In the context of house price prediction, the current open-source dataset we are using only has 8 columns of features. To improve the performance of this task, it would be beneficial to explore additional information, such as detailed house area. If data can be obtained from other sources and integrated, it can significantly enhance the final outcome. However, data integration requires data cleaning and alignment.
The preprocessing of data heavily relies on data analysts’ experience, which is beyond the scope of detailed discussion here. For now, we will simply split the data into training and testing sets.
from sklearn.model_selection import train_test_split
X_train, X_test, y_train, y_test = train_test_split(cal.data,
cal.target, random_state=11)
Modeling#
Modeling is considered the heart of data analysis. It takes the prepared data as input and outputs the predicted values.
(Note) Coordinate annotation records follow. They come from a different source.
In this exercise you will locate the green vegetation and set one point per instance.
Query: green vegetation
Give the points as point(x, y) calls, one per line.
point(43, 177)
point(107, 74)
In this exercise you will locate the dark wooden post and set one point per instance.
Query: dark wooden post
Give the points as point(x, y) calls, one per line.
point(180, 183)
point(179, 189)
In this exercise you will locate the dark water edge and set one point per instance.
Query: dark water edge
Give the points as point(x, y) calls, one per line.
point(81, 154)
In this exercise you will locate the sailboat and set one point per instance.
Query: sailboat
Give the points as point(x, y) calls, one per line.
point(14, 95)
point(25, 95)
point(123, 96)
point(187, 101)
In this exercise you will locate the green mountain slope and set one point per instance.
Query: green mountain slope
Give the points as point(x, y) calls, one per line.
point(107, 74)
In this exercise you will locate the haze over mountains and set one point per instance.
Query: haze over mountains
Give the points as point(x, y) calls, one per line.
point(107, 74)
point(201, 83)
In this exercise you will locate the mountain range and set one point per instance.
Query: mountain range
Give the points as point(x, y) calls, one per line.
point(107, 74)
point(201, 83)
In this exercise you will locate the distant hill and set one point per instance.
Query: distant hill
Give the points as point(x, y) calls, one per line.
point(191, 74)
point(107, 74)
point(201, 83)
Modeling involves refining the business problem itself, determining whether the current data science problem is a classification problem, regression problem, clustering problem, or other problems, and selecting an appropriate model to handle the data. Once a model is chosen, the hyperparameters of each model need to be adjusted among various algorithms to achieve the desired performance.
Now, let’s use the linear regression algorithm to model house prices:
from sklearn.linear_model import LinearRegression
linear_regression = LinearRegression()
linear_regression.fit(X=X_train, y=y_train)
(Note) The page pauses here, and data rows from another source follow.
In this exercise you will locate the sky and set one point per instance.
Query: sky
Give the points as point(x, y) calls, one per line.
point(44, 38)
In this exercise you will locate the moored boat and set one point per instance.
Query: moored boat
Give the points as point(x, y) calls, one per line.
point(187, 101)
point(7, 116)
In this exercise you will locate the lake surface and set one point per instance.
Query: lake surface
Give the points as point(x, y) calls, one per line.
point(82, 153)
LinearRegression()In a Jupyter environment, please rerun this cell to show the HTML representation or trust the notebook.
On GitHub, the HTML representation is unable to render, please try loading this page with nbviewer.org.
LinearRegression()
Validation#
Before deploying the model to the production environment, it is essential to validate its performance. There are many evaluation metrics to assess the effectiveness of a model, such as model accuracy. Here, the predicted values are compared with the actual values, and different models and hyperparameters can be tried to observe accuracy.
predicted = linear_regression.predict(X_test)
expected = y_test
df = pd.DataFrame()
df['Expected'] = pd.Series(expected)
df['Predicted'] = pd.Series(predicted)
axes = sns.scatterplot(data=df, x='Expected', y='Predicted',
hue='Predicted', palette='cool', legend=False)
Deployment#
The model needs rigorous validation before it can be deployed online. In addition to offline testing, online gray testing may also be conducted before being used by all users. Offline testing refers to validation based on historical data without pushing the model to online users. Gray testing involves trying the project with a specific group of users before rolling it out to the entire user base, gradually increasing the number of trial users from “gray” to “black” based on the results. If the gray testing results are not satisfactory, further iterations and repetitions of the above data science steps may be necessary. If data collection is not accurate, data cleaning is not reasonable, or there are issues with offline testing evaluation metrics, the model will not perform well online.
Summary#
The aforementioned steps collectively form the lifecycle of data science. From the Section 2.1 and the case study, it can be observed that data science is an iterative process, and there are no clearly defined boundaries between different steps.